A Man Living a Double Life
To the outside world, Kimball presented himself as a functioning member of society — socially connected, outwardly stable. Behind that facade, he operated with extreme cold-bloodedness. He manipulated those around him and exploited the implicit credibility that came with his FBI association. The episode details how Kimball gradually built a position that allowed him to act without interference — and how the very people who should have caught him instead became an unintentional shield.
The case raises questions that extend far beyond one individual perpetrator. FBI informants and crime is a theme that has surfaced repeatedly in American criminal cases, and the Kimball case stands as one of the most extreme examples of what can happen when an intelligence cooperation arrangement lacks adequate oversight and follow-through.

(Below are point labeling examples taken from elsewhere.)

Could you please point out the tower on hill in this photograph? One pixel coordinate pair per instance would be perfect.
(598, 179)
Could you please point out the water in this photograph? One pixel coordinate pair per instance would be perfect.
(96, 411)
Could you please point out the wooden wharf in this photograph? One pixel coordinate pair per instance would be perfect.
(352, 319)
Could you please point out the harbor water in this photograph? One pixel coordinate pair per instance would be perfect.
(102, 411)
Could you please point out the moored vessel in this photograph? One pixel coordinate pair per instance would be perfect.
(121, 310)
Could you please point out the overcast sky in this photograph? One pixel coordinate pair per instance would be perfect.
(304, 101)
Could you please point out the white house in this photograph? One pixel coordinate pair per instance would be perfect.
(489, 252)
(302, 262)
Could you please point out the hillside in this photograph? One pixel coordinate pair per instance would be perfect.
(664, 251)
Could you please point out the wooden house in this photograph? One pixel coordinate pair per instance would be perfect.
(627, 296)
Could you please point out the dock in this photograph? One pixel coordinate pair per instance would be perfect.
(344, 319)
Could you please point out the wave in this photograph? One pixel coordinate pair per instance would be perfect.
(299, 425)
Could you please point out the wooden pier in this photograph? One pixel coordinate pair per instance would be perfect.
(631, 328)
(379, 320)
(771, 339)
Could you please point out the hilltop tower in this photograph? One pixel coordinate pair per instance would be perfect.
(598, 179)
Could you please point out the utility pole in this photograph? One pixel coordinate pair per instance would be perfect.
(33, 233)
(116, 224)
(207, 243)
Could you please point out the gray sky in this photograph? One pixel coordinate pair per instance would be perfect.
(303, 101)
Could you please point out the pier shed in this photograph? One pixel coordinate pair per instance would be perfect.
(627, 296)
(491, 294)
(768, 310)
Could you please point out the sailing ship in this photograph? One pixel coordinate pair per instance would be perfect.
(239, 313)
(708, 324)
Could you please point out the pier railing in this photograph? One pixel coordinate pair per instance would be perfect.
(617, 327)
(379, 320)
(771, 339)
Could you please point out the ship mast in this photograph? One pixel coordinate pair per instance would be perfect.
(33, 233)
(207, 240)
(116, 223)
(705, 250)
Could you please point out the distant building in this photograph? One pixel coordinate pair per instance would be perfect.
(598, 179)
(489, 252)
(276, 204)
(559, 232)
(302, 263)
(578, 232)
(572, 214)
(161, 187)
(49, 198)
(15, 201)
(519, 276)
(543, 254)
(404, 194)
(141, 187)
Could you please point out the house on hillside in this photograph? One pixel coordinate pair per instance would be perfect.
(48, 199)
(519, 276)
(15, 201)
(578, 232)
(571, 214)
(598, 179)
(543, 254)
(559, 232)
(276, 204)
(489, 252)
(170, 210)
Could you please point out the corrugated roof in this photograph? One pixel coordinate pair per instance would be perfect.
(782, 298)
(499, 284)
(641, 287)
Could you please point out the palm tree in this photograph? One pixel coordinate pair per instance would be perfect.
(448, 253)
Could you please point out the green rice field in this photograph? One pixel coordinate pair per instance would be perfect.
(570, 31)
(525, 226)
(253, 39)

The Murders and the Investigation
The four victims were killed over a period of nearly two years. The investigation was complicated in part because Kimball's status as an informant created legal and procedural obstacles for detectives. Only when authorities began examining his background and patterns of movement as a whole did the full picture start to emerge.
In 2009, Kimball was convicted and sentenced to life without the possibility of parole. The sentence was handed down in the Colorado case numbered 05CR416, and he remains incarcerated today. Colorado true crime cases has drawn significant attention in the United States over the years, and the Kimball case is widely regarded as one of the darkest chapters in the state's criminal history.